The Plaza District neighborhood led Manhattan leasing for the fifth consecutive quarter, with 1.61 million square feet between January and March. Downtown leasing volume doubled to 2.56 million square feet, a 6.4 percent increase on the last quarter of 2018. This was in part due to the We Company’s 201,000 square foot lease at Jack Resnick & Sons’ 199 Water Street.
However, Midtown South took a hit in leasing volume, posting a year-over-year decline by 17.1 percent for the first quarter of 2019, with 2.22 million square feet leased. The figure was down 47.2 percent from December 2018.
Asking rents also reached record highs following five consecutive quarters of growth, with the first quarter of 2019 peaking at an average $76.57 a square foot, up from $73.06 from Q1 2018
Financial services, which includes insurance and real estate, led transactions with 39 percent of the leasing activity — almost 13 percent of that made up by co-working companies. That’s a slight jump from 2018, which recorded 12 percent of leasing volume conducted by co-working companies, up from 5 percent in 2017.
The sector was also boosted by half a dozen Midtown deals over 100,000 square feet, Sumitomo’s 266,000 square foot renewal and expansion at 277 Park Avenue and the Bank of Montreal’s 215,000 square foot relocation to 151 West 42nd Street.

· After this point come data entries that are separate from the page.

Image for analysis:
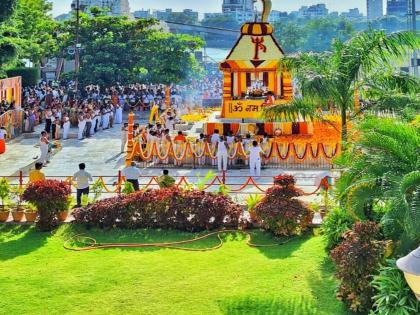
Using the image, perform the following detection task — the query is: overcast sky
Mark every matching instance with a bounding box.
[51,0,372,16]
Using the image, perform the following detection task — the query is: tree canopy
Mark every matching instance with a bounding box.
[58,10,204,87]
[264,30,420,141]
[0,0,57,77]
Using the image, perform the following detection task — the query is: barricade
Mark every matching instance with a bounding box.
[1,171,333,197]
[127,141,339,169]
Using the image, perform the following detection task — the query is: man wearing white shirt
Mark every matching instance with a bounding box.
[73,163,93,207]
[249,141,264,177]
[122,162,141,191]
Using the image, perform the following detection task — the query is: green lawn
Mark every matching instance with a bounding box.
[0,225,348,315]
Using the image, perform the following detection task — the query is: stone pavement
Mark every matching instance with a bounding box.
[0,111,333,204]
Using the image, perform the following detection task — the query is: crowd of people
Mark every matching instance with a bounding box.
[124,122,269,177]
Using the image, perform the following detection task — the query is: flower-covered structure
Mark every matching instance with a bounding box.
[220,0,292,119]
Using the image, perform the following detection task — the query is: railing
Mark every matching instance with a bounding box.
[0,109,24,139]
[128,141,339,169]
[1,171,333,197]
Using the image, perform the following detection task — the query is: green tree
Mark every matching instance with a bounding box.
[140,32,204,85]
[363,72,420,121]
[263,30,419,142]
[59,10,203,87]
[4,0,58,64]
[273,17,354,53]
[202,15,240,30]
[274,21,306,53]
[0,0,17,74]
[304,18,354,52]
[0,0,16,23]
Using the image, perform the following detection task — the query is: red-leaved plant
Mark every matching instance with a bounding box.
[254,175,312,236]
[23,180,71,231]
[73,187,242,232]
[330,221,386,313]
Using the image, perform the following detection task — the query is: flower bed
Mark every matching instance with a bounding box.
[254,175,313,236]
[73,188,242,231]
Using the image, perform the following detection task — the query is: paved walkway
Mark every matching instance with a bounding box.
[0,112,333,203]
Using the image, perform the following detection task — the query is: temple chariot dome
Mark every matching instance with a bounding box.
[219,0,293,119]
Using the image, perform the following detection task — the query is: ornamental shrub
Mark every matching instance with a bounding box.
[371,259,420,315]
[330,221,386,313]
[73,187,242,231]
[23,180,71,231]
[321,207,355,250]
[254,175,312,236]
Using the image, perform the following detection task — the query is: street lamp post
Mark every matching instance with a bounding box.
[396,246,420,301]
[71,0,85,99]
[409,0,419,77]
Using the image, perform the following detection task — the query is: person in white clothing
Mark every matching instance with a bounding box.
[73,163,93,207]
[211,129,220,166]
[249,140,264,177]
[122,162,141,191]
[62,114,70,140]
[38,131,49,165]
[77,114,86,140]
[121,123,128,153]
[216,135,229,172]
[115,104,123,124]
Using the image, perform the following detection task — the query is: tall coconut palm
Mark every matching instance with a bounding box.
[335,117,420,250]
[264,30,419,142]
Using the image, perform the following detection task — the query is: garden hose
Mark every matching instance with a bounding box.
[63,229,293,252]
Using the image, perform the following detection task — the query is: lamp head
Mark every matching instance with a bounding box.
[397,246,420,301]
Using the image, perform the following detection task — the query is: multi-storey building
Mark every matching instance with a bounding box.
[367,0,384,20]
[387,0,409,17]
[71,0,131,17]
[222,0,255,24]
[298,4,329,18]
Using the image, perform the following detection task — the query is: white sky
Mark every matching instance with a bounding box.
[51,0,374,16]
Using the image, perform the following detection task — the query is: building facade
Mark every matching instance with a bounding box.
[72,0,131,17]
[222,0,254,13]
[155,9,199,23]
[367,0,384,20]
[222,0,255,24]
[387,0,409,17]
[298,4,329,18]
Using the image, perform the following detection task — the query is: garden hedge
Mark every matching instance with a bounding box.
[73,188,243,232]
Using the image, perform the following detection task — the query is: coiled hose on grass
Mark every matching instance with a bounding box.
[64,230,293,252]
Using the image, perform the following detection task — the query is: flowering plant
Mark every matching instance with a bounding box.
[255,174,312,236]
[23,180,71,231]
[331,222,386,313]
[74,187,242,231]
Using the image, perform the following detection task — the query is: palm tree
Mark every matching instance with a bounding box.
[264,30,419,142]
[363,71,420,120]
[335,117,420,250]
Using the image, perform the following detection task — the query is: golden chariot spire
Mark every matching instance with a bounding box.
[261,0,272,23]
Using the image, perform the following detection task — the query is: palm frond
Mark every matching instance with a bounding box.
[262,98,321,122]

Technology, advertising, media and information services — known collectively as TAMI — followed with 16 percent of leasing volume in the first quarter.
The buoyant figures have also been bolstered by job growth in New York City, which increased by 1.8 percent with 68,700 jobs added by the private sector from February 2018 to February 2019. The unemployment rate for New York City hovered around 4.6 percent, a full percentage point above the record low of 3.6 percent in May 2018.
Investment sales for the start of 2019 were down from last year’s first quarter to $3.97 billion, a drop from $5.2 billion. This was in large part due to a lack of foreign investment, which made up only 10 percent of sales, a steep decline from 29 percent.